Con las bombas inteligentes que buscan a su presa invisible, caen del aire bolsas con pan humanitario, por si los sobrevivientes aún tienen hambre. Allí va, nos dicen las agencias, un puñado de dólares para evitar que mueran en libertad, antes que la milicia talibán o la aviación los alcancen. Y nos atosigan, a cambio de noticias frescas, con informaciones militares de archivo, y mensajes de propaganda apenas disimulados reseñando al detalle las especificaciones de los portaviones, la aviación ultrasónica o los tomahawk, cuyas cualidades aprendemos puntualmente en el nuevo silabario de la operación Libertad Duradera. Así, insensiblemente, vamos entrando a la guerra contra un país que aparece en tinieblas, oculto entre el polvo de sus miserables caminos y montañas.

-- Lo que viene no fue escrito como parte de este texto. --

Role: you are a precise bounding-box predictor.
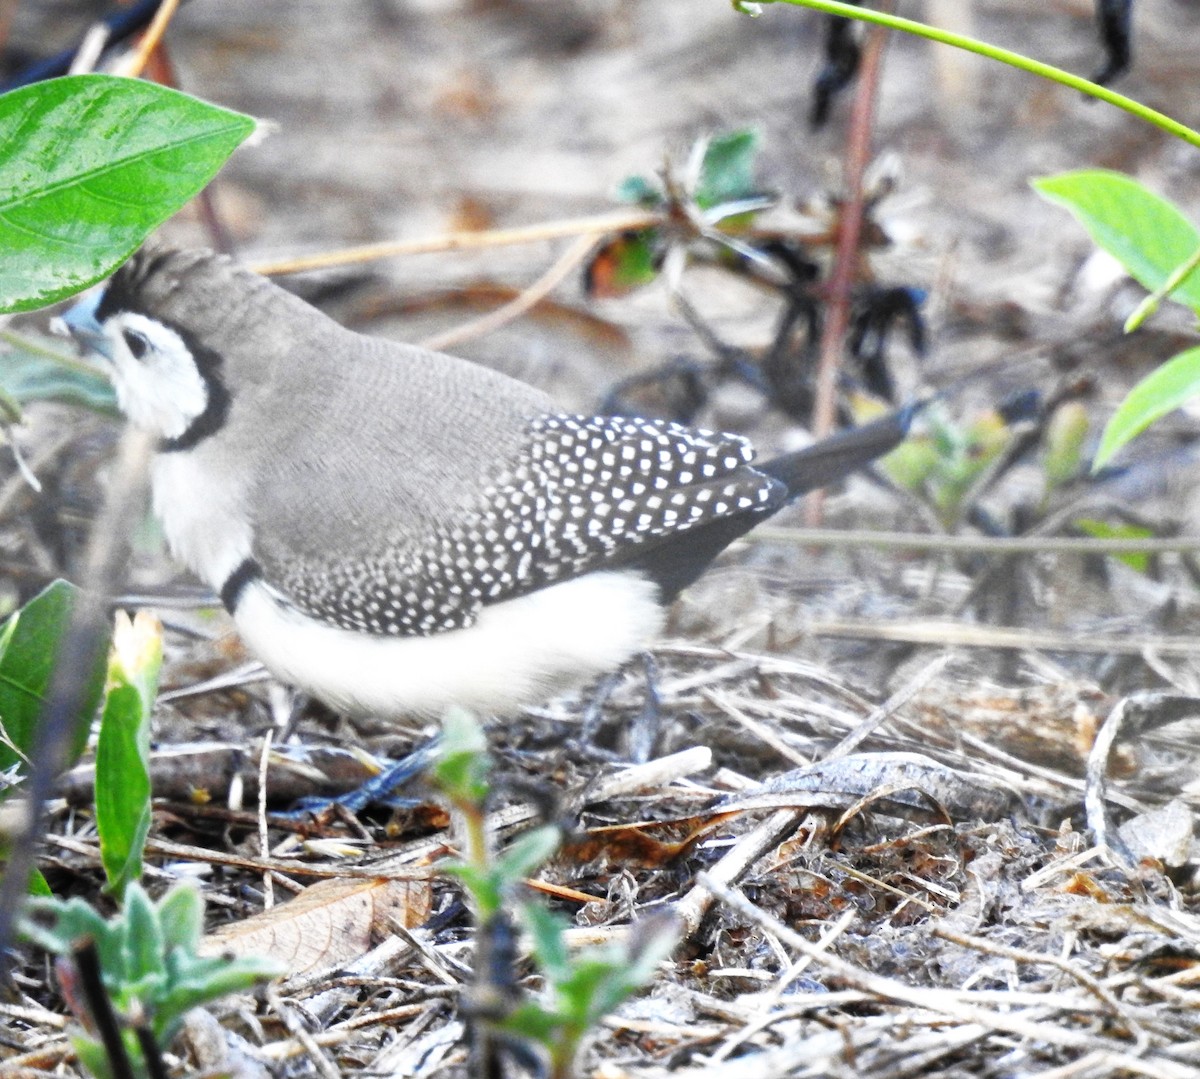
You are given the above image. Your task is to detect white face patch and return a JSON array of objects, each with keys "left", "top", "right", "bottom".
[{"left": 99, "top": 312, "right": 208, "bottom": 440}]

Sabemos de memoria el nombre y los crímenes de Bin Laden y Al Qaeda, las historias secretas de sus riquezas guardadas en confiables bancos occidentales, acuñadas bajo la protección de la monarquía saudita que ahora combaten, la maldad de unos terroristas adiestrados por Estados Unidos para expulsar a los soviéticos de Afganistán y los detalles de la brutalidad talibán, viejos aliados del mundo libre casi hasta ayer.
Vemos también, a cambio de la imagen a todo color de los bombardeos, los rostros repetidos hasta el infinito de los refugiados que salen como pueden a la frontera con Pakistán, sin esperanza alguna de sobrevivir. Vemos pasivamente, pero no sabemos por qué o cómo hemos llegado a esto. Los ciudadanos estadunidenses no preguntan, y los europeos, que sí lo saben, callan. El resto no cuenta, o forma el coro inevitable de los testigos necesarios, convidados de piedra al cónclave de las potencias.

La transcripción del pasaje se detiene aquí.